The prospect of frightened Westerners fleeing their country prompted Ukraine's foreign ministry to issue an appeal to its citizens to "remain calm".
"Right now, the people's biggest enemy is panic," Ukrainian President Volodymyr Zelensky said on a visit to troops stationed near the Russian-annexed peninsula of Crimea.
- 'Any day now' -
Washington on Friday issued its most dire warning yet that Russia had assembled enough forces to launch a serious assault.
"Our view that military action could occur any day now, and could occur before the end of the Olympics, is only growing in terms of its robustness," US National Security Advisor Jake Sullivan warned.
US military assessments had earlier said the Kremlin may want to wait for the Beijing Winter Olympic Games to end on February 20 before launching an offensive so as not to offend Russia's ally China.
Ukrainian leaders have been trying to talk down the prospects of an all-out war because of the damaging effect it was having on the country's teetering economy and public morale.
But the mood across the country remained tense.
The mayor's office of Kyiv announced that it had prepared an emergency evacuation plan for the capital's three million residents as a precaution.
Sullivan stopped short on Friday of saying that the United States has concluded that Putin has made the decision to attack.
But some US and German media cited intelligence sources and officials as saying that a war could begin at some point after Putin concludes talks with German Chancellor Olaf Scholz in Moscow on Tuesday.
The German leader is due to travel to Kyiv on Monday and then visit Putin as part of Europe's efforts to keep lines of communication open with Moscow.
Russia is demanding binding security guarantees from the West that includes a pledge to roll NATO forces out of eastern Europe and to never expand into Ukraine.
Washington has flatly rejected the demands while offering to discuss a new European disarmament agreement with Moscow.
Russia has called the US proposal woefully insufficient.
- 'Pivotal moment' -
The diplomatic push continued on Saturday with a new round of inconclusive talks between US Secretary of State Antony Blinken and Russian Foreign Minister Sergei Lavrov.
The State Department said Blinken told Lavrov that diplomatic channels "remained open" but required "Moscow to deescalate and engage in good-faith discussions".
Lavrov countered that the West had ignored "key" Moscow demands and accused the United States of seeking to provoke a conflict in Ukraine, his ministry said.
Blinken said the United States was also still waiting for a response to "some of the ideas" floated by Washington.

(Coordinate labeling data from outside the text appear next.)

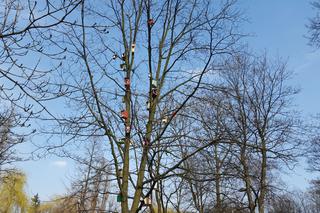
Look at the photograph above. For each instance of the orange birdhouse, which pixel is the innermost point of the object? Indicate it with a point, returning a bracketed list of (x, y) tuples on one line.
[(150, 22), (123, 57), (127, 82), (128, 129), (120, 175), (147, 201), (154, 92), (133, 46), (123, 66), (146, 142), (154, 83), (124, 114)]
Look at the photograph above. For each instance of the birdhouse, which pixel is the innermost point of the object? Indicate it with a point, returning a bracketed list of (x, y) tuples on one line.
[(127, 82), (122, 141), (165, 120), (146, 142), (154, 92), (123, 66), (120, 175), (148, 105), (124, 114), (154, 83), (123, 57), (150, 22), (128, 129), (119, 198), (133, 46), (147, 201)]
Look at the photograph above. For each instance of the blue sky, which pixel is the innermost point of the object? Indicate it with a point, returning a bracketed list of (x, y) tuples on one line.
[(277, 27)]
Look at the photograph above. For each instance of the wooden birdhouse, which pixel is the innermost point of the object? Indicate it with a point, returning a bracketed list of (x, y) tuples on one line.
[(154, 83), (119, 198), (165, 120), (148, 105), (124, 114), (123, 57), (123, 66), (122, 141), (133, 46), (154, 92), (120, 174), (146, 142), (147, 201), (127, 82), (150, 22), (128, 129)]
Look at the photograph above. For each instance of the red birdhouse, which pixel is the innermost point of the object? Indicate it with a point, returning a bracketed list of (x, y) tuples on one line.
[(148, 105), (147, 201), (124, 114), (133, 46), (127, 82), (154, 83), (123, 57), (128, 129), (120, 175), (146, 142), (123, 66), (150, 22), (154, 92)]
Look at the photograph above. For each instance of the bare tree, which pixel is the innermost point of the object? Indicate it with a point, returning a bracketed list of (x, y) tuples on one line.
[(264, 123), (133, 56), (314, 26)]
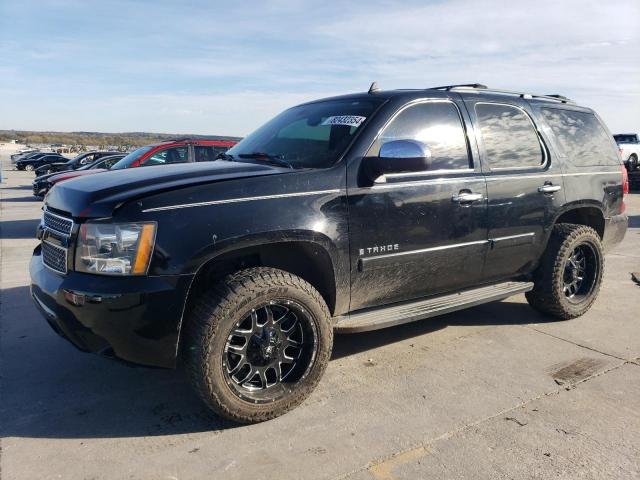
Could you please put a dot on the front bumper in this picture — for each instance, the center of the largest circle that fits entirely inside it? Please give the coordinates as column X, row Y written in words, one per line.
column 136, row 319
column 615, row 228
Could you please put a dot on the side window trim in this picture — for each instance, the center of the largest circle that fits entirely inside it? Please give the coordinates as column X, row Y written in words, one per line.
column 428, row 173
column 543, row 146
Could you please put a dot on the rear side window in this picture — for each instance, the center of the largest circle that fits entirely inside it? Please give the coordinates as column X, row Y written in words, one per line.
column 169, row 155
column 581, row 137
column 436, row 124
column 509, row 137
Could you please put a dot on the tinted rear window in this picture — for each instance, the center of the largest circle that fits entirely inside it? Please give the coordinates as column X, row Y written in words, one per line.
column 626, row 138
column 581, row 137
column 509, row 137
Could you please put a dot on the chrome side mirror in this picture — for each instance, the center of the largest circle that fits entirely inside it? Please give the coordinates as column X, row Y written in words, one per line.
column 400, row 156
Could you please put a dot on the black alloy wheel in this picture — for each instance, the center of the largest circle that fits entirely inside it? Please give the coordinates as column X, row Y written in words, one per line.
column 580, row 273
column 271, row 347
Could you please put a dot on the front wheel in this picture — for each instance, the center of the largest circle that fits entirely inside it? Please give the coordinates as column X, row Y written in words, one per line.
column 568, row 279
column 257, row 344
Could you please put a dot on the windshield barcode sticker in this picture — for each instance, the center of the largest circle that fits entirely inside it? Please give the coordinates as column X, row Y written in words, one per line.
column 350, row 120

Macron had said after a visit to Putin last Monday that he had secured a pledge of "no degradation nor escalation" from the Kremlin.
- Western, NATO unity -
Sullivan repeated warnings that Russia risks severe Western sanctions and said that NATO is now "more cohesive, more purposeful, more dynamic than any time in recent memory".
The Pentagon announced it was sending 3,000 more troops to bolster ally Poland.
European leaders also resolved to punish Russia with severe economic sanctions if it attacks.
"The aim is to prevent a war in Europe," Scholz's spokesman said after a call between US and European leaders.
EU chief Ursula von der Leyen said the sanctions would target the financial and energy sectors.